Quando a gente cresce e escolhe a sua própria tribo, as coisas ficam mais fáceis, mas, mesmo assim, acontecem trombadas. Lembro uma vez, depois de transar, que uma garota virou para mim e comentou, casualmente: “Você é carinhoso, né?”. Eu respondi: “Sou, você não gosta?”. Ela respondeu que, claro, imagina, adorava – mas a verdade é que não atendeu nas duas vezes que tentei ligar para ela depois disso. Não gostava, né? Ao menos comigo...
Acho que funciona para esse negócio de carinho a vírgula invisível, sobre a qual eu escrevi anos atrás. Se a pessoa diz que não gosta de carinho, existe uma boa chance de que, mesmo sem saber, ela esteja omitindo uma vírgula. “Eu não gosto de carinho, com você”.
Pense nisso: se a gente não tem envolvimento com a pessoa, se a nossa subjetividade não bate com a dela, é mais fácil ter um sexo meramente físico (se é que isso existe...) do que trocar carinhos e intimidades que não parecem naturais. Com outra pessoa, com a afinidade correta, tudo flui, inclusive carinho e sentimentos românticos. Às vezes é uma questão de parceiro ou de parceira, não de personalidade.
Para as pessoas muito carinhosas é mais fácil demonstrar afeto – mas isso também provoca confusões. O cara transa carinhosamente com a menina e ela deduz que ele está apaixonado por ela, quando, na verdade, aquele é apenas o jeito dele de transar com todo mundo. Quando, apesar de transar afetuosamente, o cara diz que não está apaixonado, é percebido como um cara “esquisito”. As pessoas têm a cabeça cheia de regras que não batem com a realidade.
Quando se trata de sentimentos, os jovens (e os adultos) precisam aprender que nem tudo é como eles desejam. Às vezes a gente quer uma pessoa e ela não nos quer. Outras vezes, a pessoa fica com a gente, mas descobre que não curte o nosso jeito e nunca mais volta. Não dá para agradar a todo mundo. Não adianta ser linda ou ser o cara mais sedutor da balada. Tem gente que vai dizer não, ou que não vai se apaixonar por nós mesmo depois de transar. Diante disso, é preciso respeitar a escolha dos outros, erguer a cabeça e seguir adiante – aos 15 anos, aos 25 ou aos 55 anos.
Em qualquer idade, em todas as idades, a gente precisa ter coragem para ser o que é. Sensível e carinhoso, por exemplo. Ou romântica.

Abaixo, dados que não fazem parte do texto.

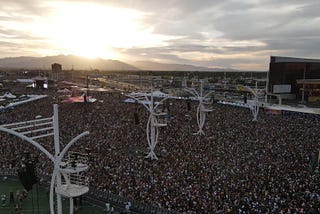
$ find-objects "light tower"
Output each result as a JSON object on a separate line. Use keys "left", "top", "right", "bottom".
{"left": 0, "top": 104, "right": 90, "bottom": 214}
{"left": 185, "top": 80, "right": 214, "bottom": 135}
{"left": 127, "top": 87, "right": 169, "bottom": 160}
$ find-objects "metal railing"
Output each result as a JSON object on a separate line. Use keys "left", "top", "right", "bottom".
{"left": 0, "top": 168, "right": 179, "bottom": 214}
{"left": 0, "top": 168, "right": 17, "bottom": 178}
{"left": 86, "top": 187, "right": 179, "bottom": 214}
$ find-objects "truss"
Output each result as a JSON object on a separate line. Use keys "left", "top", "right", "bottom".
{"left": 127, "top": 90, "right": 169, "bottom": 160}
{"left": 184, "top": 81, "right": 214, "bottom": 135}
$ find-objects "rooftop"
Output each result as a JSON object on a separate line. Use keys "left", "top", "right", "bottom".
{"left": 271, "top": 56, "right": 320, "bottom": 64}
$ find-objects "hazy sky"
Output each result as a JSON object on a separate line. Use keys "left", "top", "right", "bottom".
{"left": 0, "top": 0, "right": 319, "bottom": 70}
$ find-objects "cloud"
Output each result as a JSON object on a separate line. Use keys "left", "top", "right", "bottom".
{"left": 0, "top": 0, "right": 319, "bottom": 70}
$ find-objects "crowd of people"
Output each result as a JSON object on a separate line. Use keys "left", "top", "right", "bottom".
{"left": 0, "top": 89, "right": 320, "bottom": 213}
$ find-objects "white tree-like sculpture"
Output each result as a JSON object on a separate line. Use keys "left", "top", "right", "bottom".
{"left": 127, "top": 90, "right": 169, "bottom": 160}
{"left": 185, "top": 81, "right": 214, "bottom": 135}
{"left": 237, "top": 82, "right": 265, "bottom": 121}
{"left": 0, "top": 104, "right": 89, "bottom": 214}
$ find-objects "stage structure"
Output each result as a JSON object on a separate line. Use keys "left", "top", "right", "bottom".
{"left": 185, "top": 81, "right": 214, "bottom": 135}
{"left": 127, "top": 90, "right": 169, "bottom": 160}
{"left": 237, "top": 82, "right": 265, "bottom": 121}
{"left": 0, "top": 104, "right": 90, "bottom": 214}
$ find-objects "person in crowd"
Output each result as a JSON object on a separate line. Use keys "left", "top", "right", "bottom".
{"left": 0, "top": 88, "right": 319, "bottom": 213}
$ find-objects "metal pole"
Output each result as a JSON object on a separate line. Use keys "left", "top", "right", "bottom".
{"left": 302, "top": 67, "right": 306, "bottom": 103}
{"left": 255, "top": 81, "right": 258, "bottom": 93}
{"left": 254, "top": 81, "right": 258, "bottom": 121}
{"left": 53, "top": 104, "right": 62, "bottom": 214}
{"left": 265, "top": 71, "right": 269, "bottom": 103}
{"left": 150, "top": 86, "right": 156, "bottom": 160}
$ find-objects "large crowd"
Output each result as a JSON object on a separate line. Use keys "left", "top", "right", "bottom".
{"left": 0, "top": 89, "right": 320, "bottom": 213}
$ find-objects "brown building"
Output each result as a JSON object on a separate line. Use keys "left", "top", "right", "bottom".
{"left": 51, "top": 63, "right": 62, "bottom": 81}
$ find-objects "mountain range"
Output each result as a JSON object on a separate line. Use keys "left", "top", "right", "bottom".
{"left": 0, "top": 55, "right": 233, "bottom": 71}
{"left": 129, "top": 61, "right": 233, "bottom": 72}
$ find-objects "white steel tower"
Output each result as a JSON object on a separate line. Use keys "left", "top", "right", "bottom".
{"left": 185, "top": 80, "right": 214, "bottom": 135}
{"left": 237, "top": 82, "right": 265, "bottom": 122}
{"left": 127, "top": 89, "right": 169, "bottom": 160}
{"left": 0, "top": 104, "right": 90, "bottom": 214}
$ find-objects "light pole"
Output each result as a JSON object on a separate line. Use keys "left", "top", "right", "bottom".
{"left": 0, "top": 104, "right": 90, "bottom": 214}
{"left": 301, "top": 66, "right": 306, "bottom": 103}
{"left": 127, "top": 88, "right": 169, "bottom": 160}
{"left": 184, "top": 80, "right": 214, "bottom": 135}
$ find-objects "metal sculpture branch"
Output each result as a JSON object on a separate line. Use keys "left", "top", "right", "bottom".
{"left": 237, "top": 82, "right": 265, "bottom": 122}
{"left": 185, "top": 81, "right": 214, "bottom": 135}
{"left": 0, "top": 104, "right": 90, "bottom": 214}
{"left": 127, "top": 90, "right": 169, "bottom": 160}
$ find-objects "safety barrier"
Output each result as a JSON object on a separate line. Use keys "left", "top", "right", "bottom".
{"left": 0, "top": 168, "right": 179, "bottom": 214}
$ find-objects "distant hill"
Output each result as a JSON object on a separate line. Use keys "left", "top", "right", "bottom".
{"left": 131, "top": 60, "right": 235, "bottom": 72}
{"left": 0, "top": 55, "right": 138, "bottom": 70}
{"left": 0, "top": 55, "right": 237, "bottom": 71}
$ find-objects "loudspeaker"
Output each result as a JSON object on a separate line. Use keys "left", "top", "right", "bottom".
{"left": 18, "top": 162, "right": 37, "bottom": 191}
{"left": 134, "top": 113, "right": 140, "bottom": 125}
{"left": 187, "top": 101, "right": 191, "bottom": 111}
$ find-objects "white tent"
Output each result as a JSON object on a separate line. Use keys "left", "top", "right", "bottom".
{"left": 16, "top": 79, "right": 33, "bottom": 83}
{"left": 123, "top": 98, "right": 136, "bottom": 103}
{"left": 141, "top": 100, "right": 160, "bottom": 105}
{"left": 57, "top": 88, "right": 71, "bottom": 94}
{"left": 127, "top": 92, "right": 146, "bottom": 97}
{"left": 146, "top": 91, "right": 168, "bottom": 98}
{"left": 3, "top": 92, "right": 16, "bottom": 99}
{"left": 127, "top": 91, "right": 169, "bottom": 98}
{"left": 123, "top": 98, "right": 160, "bottom": 105}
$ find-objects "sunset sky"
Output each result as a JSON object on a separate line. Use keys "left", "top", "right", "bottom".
{"left": 0, "top": 0, "right": 319, "bottom": 70}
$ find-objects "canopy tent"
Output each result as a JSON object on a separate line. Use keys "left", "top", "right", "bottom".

Fingir é fácil, ser como os outros é fácil, fazer o que as pessoas ao nosso redor acham bacana é moleza. Difícil é ser feliz agindo assim. E, mais difícil ainda, é encontrar alguém que goste da gente de verdade quando a gente mente. Como podem gostar de nós se fingirmos ser outra pessoa?

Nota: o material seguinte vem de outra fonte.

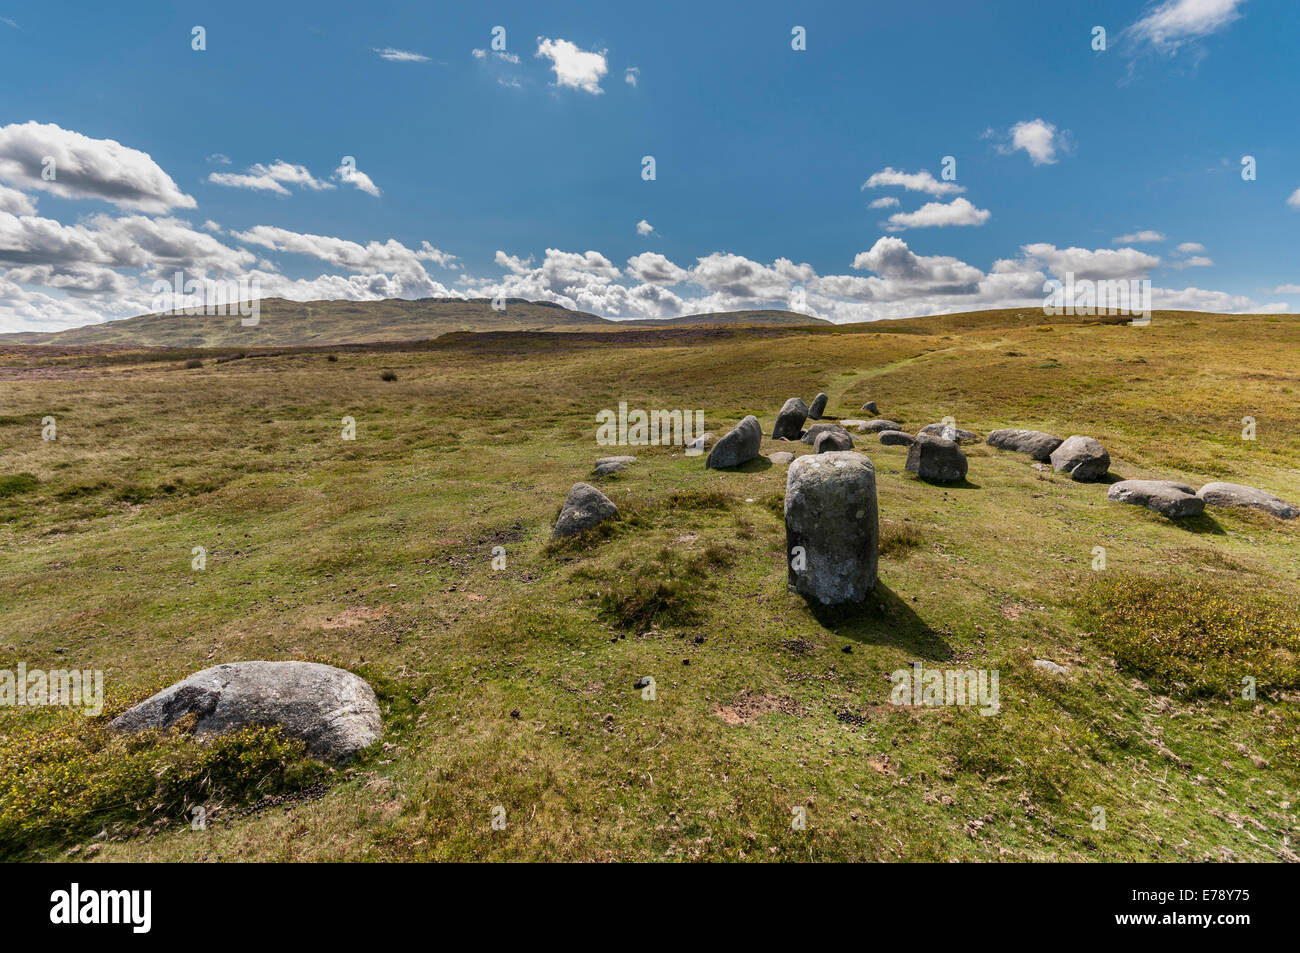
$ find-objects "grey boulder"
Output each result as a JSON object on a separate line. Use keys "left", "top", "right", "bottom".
{"left": 784, "top": 451, "right": 879, "bottom": 606}
{"left": 987, "top": 428, "right": 1063, "bottom": 461}
{"left": 1050, "top": 435, "right": 1110, "bottom": 482}
{"left": 808, "top": 392, "right": 829, "bottom": 419}
{"left": 878, "top": 430, "right": 914, "bottom": 447}
{"left": 706, "top": 414, "right": 762, "bottom": 469}
{"left": 905, "top": 433, "right": 968, "bottom": 483}
{"left": 769, "top": 451, "right": 795, "bottom": 465}
{"left": 1197, "top": 482, "right": 1299, "bottom": 519}
{"left": 772, "top": 398, "right": 809, "bottom": 440}
{"left": 108, "top": 661, "right": 382, "bottom": 763}
{"left": 814, "top": 430, "right": 854, "bottom": 453}
{"left": 801, "top": 422, "right": 850, "bottom": 445}
{"left": 861, "top": 418, "right": 904, "bottom": 433}
{"left": 1107, "top": 480, "right": 1205, "bottom": 518}
{"left": 860, "top": 401, "right": 879, "bottom": 415}
{"left": 594, "top": 455, "right": 636, "bottom": 476}
{"left": 918, "top": 423, "right": 980, "bottom": 444}
{"left": 554, "top": 482, "right": 618, "bottom": 536}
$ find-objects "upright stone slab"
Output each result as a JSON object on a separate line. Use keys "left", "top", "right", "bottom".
{"left": 705, "top": 414, "right": 762, "bottom": 469}
{"left": 906, "top": 433, "right": 968, "bottom": 483}
{"left": 784, "top": 451, "right": 879, "bottom": 606}
{"left": 808, "top": 392, "right": 829, "bottom": 419}
{"left": 772, "top": 397, "right": 809, "bottom": 440}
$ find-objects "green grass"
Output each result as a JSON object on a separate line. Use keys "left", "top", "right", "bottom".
{"left": 0, "top": 308, "right": 1298, "bottom": 861}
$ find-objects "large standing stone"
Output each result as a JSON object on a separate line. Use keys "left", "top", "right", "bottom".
{"left": 808, "top": 393, "right": 829, "bottom": 419}
{"left": 1198, "top": 482, "right": 1300, "bottom": 519}
{"left": 801, "top": 422, "right": 850, "bottom": 445}
{"left": 1049, "top": 435, "right": 1110, "bottom": 481}
{"left": 772, "top": 398, "right": 809, "bottom": 440}
{"left": 861, "top": 418, "right": 904, "bottom": 432}
{"left": 918, "top": 423, "right": 980, "bottom": 444}
{"left": 1107, "top": 480, "right": 1205, "bottom": 518}
{"left": 705, "top": 414, "right": 762, "bottom": 469}
{"left": 905, "top": 434, "right": 968, "bottom": 483}
{"left": 879, "top": 430, "right": 914, "bottom": 447}
{"left": 814, "top": 430, "right": 854, "bottom": 453}
{"left": 987, "top": 428, "right": 1063, "bottom": 461}
{"left": 108, "top": 661, "right": 382, "bottom": 763}
{"left": 784, "top": 451, "right": 879, "bottom": 606}
{"left": 554, "top": 482, "right": 618, "bottom": 535}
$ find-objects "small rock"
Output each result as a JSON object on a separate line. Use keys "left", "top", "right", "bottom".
{"left": 1032, "top": 659, "right": 1068, "bottom": 676}
{"left": 861, "top": 418, "right": 904, "bottom": 432}
{"left": 878, "top": 429, "right": 914, "bottom": 447}
{"left": 768, "top": 451, "right": 795, "bottom": 464}
{"left": 684, "top": 432, "right": 716, "bottom": 456}
{"left": 860, "top": 401, "right": 879, "bottom": 414}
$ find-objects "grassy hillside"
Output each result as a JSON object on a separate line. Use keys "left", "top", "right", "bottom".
{"left": 1, "top": 298, "right": 833, "bottom": 348}
{"left": 0, "top": 308, "right": 1297, "bottom": 861}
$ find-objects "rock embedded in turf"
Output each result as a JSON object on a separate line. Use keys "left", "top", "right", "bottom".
{"left": 108, "top": 661, "right": 382, "bottom": 763}
{"left": 801, "top": 422, "right": 850, "bottom": 445}
{"left": 1107, "top": 480, "right": 1205, "bottom": 518}
{"left": 879, "top": 430, "right": 914, "bottom": 447}
{"left": 784, "top": 451, "right": 879, "bottom": 606}
{"left": 1049, "top": 435, "right": 1110, "bottom": 482}
{"left": 814, "top": 430, "right": 854, "bottom": 453}
{"left": 772, "top": 397, "right": 809, "bottom": 440}
{"left": 769, "top": 451, "right": 795, "bottom": 464}
{"left": 684, "top": 432, "right": 715, "bottom": 455}
{"left": 861, "top": 400, "right": 879, "bottom": 414}
{"left": 986, "top": 428, "right": 1063, "bottom": 461}
{"left": 594, "top": 455, "right": 636, "bottom": 476}
{"left": 706, "top": 414, "right": 762, "bottom": 469}
{"left": 1033, "top": 659, "right": 1068, "bottom": 676}
{"left": 808, "top": 392, "right": 829, "bottom": 419}
{"left": 905, "top": 433, "right": 968, "bottom": 483}
{"left": 861, "top": 418, "right": 904, "bottom": 432}
{"left": 917, "top": 422, "right": 980, "bottom": 444}
{"left": 554, "top": 482, "right": 618, "bottom": 535}
{"left": 1197, "top": 481, "right": 1299, "bottom": 519}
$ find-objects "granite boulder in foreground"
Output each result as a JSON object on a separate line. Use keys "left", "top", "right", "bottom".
{"left": 784, "top": 451, "right": 879, "bottom": 606}
{"left": 554, "top": 482, "right": 618, "bottom": 535}
{"left": 109, "top": 661, "right": 382, "bottom": 763}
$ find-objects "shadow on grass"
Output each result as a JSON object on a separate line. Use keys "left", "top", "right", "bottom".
{"left": 1168, "top": 512, "right": 1226, "bottom": 535}
{"left": 909, "top": 474, "right": 982, "bottom": 490}
{"left": 802, "top": 580, "right": 954, "bottom": 661}
{"left": 725, "top": 456, "right": 773, "bottom": 473}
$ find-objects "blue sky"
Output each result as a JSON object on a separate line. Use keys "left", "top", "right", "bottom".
{"left": 1, "top": 0, "right": 1297, "bottom": 331}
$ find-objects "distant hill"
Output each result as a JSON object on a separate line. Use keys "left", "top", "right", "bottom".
{"left": 2, "top": 298, "right": 833, "bottom": 347}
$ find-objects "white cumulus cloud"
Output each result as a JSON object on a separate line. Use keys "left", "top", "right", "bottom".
{"left": 536, "top": 37, "right": 608, "bottom": 94}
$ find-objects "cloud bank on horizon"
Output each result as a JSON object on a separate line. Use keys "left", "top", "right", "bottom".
{"left": 0, "top": 0, "right": 1296, "bottom": 333}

Não sei o que a minha amiga psicóloga diz aos jovens pacientes dela. Eu, que não sou psicólogo, diria que eles tivessem paciência e continuassem a ser como são. Uma hora aparece uma garota adorável que gostará do jeito deles. Uma hora os amigos entenderão e passarão a respeitar as escolhas e os sentimentos dele – ou ele trocará de amigos. Se a gente persevera, uma hora as coisas mudam. Num mundo de pessoas perdidas, em que a maioria está preocupada em estar na moda e ser igual aos outros, ter personalidade própria tem um custo inicial alto, mas, no longo prazo, é a única coisa que faz sentido e dá resultado, sobretudo no amor e no sexo.